Op dat moment reed een jeep het terrein op waar wij stonden. Door de witte ster op de motorkap zag ik dat het een Amerikaanse jeep was. Wij stonden met z'n allen in het licht van de koplampen van die jeep. Er stapte een Nederlandse militair uit. Kennelijk had hij direct in de gaten wat er zich afspeelde. Hij vorderde, perfect Amerikaans sprekende, van de beide soldaten hun legitimatiebewijs en gelastte hen zich onmiddellijk te melden bij de wachtcommandant van het Amerikaanse kamp. Zij voldeden daar onmiddellijk aan. Vervolgens wendde hij zich tot de luitenant en sprak hem in het Nederlands aan. Het was een Nederlandse kapitein die als liaison officier geplaatst was bij het Amerikaanse leger. Hij verweet de luitenant dat hij zijn pistool getrokken had en dit op de militairen had gericht. De luitenant en ik hebben de kapitein toen uiteengezet wat er voorgevallen was.

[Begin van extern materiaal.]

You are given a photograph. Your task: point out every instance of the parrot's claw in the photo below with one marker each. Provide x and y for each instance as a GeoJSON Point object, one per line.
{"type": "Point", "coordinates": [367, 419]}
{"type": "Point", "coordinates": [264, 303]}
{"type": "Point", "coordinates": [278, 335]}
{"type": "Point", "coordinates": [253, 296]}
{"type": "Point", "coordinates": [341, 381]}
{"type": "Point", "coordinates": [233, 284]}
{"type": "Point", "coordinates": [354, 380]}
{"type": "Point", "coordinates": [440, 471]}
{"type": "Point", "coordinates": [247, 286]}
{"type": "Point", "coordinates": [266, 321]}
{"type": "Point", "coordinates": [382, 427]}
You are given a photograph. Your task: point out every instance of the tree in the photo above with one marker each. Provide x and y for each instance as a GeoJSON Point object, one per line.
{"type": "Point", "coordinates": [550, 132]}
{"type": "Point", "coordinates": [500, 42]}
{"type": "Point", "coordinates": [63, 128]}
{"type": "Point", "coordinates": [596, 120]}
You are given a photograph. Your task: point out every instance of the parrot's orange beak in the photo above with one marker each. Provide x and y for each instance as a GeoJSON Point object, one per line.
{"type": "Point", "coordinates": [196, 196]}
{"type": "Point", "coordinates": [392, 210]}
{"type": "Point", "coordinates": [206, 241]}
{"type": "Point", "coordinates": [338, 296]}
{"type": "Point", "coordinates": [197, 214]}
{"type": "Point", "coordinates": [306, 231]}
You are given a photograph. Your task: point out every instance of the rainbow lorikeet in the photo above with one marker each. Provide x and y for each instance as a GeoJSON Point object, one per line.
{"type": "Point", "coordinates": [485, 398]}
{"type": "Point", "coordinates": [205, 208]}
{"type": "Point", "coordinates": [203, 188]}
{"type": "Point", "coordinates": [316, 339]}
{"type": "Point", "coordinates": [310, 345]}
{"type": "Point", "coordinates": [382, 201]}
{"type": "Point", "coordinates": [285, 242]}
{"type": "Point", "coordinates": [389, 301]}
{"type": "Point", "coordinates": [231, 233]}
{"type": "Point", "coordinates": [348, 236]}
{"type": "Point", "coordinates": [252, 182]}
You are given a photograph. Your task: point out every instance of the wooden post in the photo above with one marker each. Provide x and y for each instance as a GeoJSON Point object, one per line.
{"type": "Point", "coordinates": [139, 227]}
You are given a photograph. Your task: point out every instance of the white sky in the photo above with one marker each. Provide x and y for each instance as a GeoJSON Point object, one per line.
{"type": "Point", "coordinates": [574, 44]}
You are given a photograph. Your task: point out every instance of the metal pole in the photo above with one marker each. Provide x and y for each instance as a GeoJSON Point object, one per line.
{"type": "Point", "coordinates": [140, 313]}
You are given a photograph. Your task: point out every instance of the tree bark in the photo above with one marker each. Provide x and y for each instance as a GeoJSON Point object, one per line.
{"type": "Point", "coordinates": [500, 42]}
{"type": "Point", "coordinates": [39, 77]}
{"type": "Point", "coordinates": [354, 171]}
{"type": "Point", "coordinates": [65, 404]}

De volgende dag heeft de luitenant zijn bevindingen gerapporteerd aan Kapitein Schultze. Deze is nog dezelfde dag ingevlogen vanuit Nederland. Mij werd verzocht om een rapport van de gebeurtenissen te schrijven. De kapitein en de luitenant zijn vervolgens teruggegaan naar Nederland.
Ik bleef tot het einde van mijn missie in Duitsland.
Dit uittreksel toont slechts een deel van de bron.